“Time is money.” This American motto has been influencing our way of living ever since the invention of the “production line” and “piece work.” The faster we go, the higher the profits. We have evolved into a civilization of speed and hectic living: working to produce more quickly; eating on the run; driving fast to keep up with traffic; instant satellite communications and extraordinarily fast computers. Even the movies and cartoons depict our conditioned, hectic paradigm of thinking. People want fast action or they are bored.
We have been forced to learn to cope with this hectic modern way of living by the use of psychology, drugs, television, entertainment, religious beliefs, etc. Recently, meditation has been used and recommended by physicians and psychologists as a way to relax and regain our energies.
While meditation is an ancient spiritual practice, it is one of the more powerful forms of relaxation we have today. Health improves beyond expectations when we learn to let go of our tensions by sitting quietly on a daily basis. It also provides an opportunity for awareness, direct self knowledge and peace of mind. We may come to experience directly our own true nature, our spirituality if you will, with or without religious beliefs. Even our relationships are greatly improved as we begin to be aware of the way our minds work and how we create unnecessary stress.
It is recommended that we sit in meditation twice a day, beginning with ten minutes at each sitting and working up to forty or forty-five minutes. Perhaps you may be thinking , Oh, but that takes too much time! True, it takes time, but everything we do is within the confinements of time. For instance, taking time off from work to recuperate from stress-related illness takes more time; besides, when we return there is all that work waiting for us. When we are so stressed by our hectic schedule or our relationships that we must see a psychotherapist, that takes time. Of course, the easy way out is to take a drug. There are enormous drug industries supporting our hectic way of living: these in turn must produce fast and sell fast to maintain the profits. It is a merry-go-round!
Meditation does not have to be just another way to cope. It can be used to learn how to relax our body/minds, as well as to gain insight. This is accomplished by simply sitting straight on a chair, or on a pillow on the floor, allowing muscles to relax, letting all thoughts go by (as on a TV ticker tape); being aware of the stories the mind weaves and the preoccupation it holds; then letting go of all of them. Some people use a technique of following their breath, counting from one to ten over and over again.

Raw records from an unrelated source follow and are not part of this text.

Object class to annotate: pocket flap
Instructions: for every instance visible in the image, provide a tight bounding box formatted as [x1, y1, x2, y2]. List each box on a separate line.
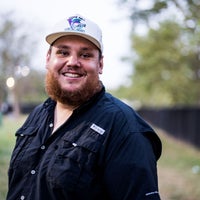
[15, 126, 38, 137]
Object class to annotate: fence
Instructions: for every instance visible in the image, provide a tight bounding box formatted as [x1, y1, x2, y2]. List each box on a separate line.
[3, 102, 200, 149]
[137, 107, 200, 149]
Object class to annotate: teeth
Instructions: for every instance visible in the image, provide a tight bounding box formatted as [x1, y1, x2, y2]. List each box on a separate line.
[63, 73, 81, 78]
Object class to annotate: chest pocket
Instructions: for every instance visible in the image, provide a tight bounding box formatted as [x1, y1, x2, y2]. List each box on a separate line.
[47, 125, 105, 192]
[9, 126, 38, 170]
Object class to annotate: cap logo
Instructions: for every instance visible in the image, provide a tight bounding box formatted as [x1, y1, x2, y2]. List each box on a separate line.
[66, 16, 86, 32]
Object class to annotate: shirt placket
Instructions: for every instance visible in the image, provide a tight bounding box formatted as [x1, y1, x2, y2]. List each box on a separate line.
[19, 114, 54, 199]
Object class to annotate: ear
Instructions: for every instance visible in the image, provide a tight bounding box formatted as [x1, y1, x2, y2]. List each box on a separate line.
[46, 50, 51, 69]
[99, 56, 104, 74]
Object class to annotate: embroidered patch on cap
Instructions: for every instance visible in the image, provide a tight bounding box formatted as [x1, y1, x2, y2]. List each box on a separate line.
[90, 123, 105, 135]
[66, 15, 86, 32]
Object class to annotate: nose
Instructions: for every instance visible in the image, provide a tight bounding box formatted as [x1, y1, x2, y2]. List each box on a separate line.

Silent retreats are another form of relaxation. These may consist of periods of relaxation (I always tell participants to sleep all they want) contemplation in nature (take time to smell the flowers) and cooperative work in silence. There is a concealed power within silence, and silent activities that awaken and rejuvenate. People who give themselves the time to retreat several times a year and/or practice the ancient/new way of meditation daily, begin to experience a healthier way of living, where the hectic pace no longer predominates.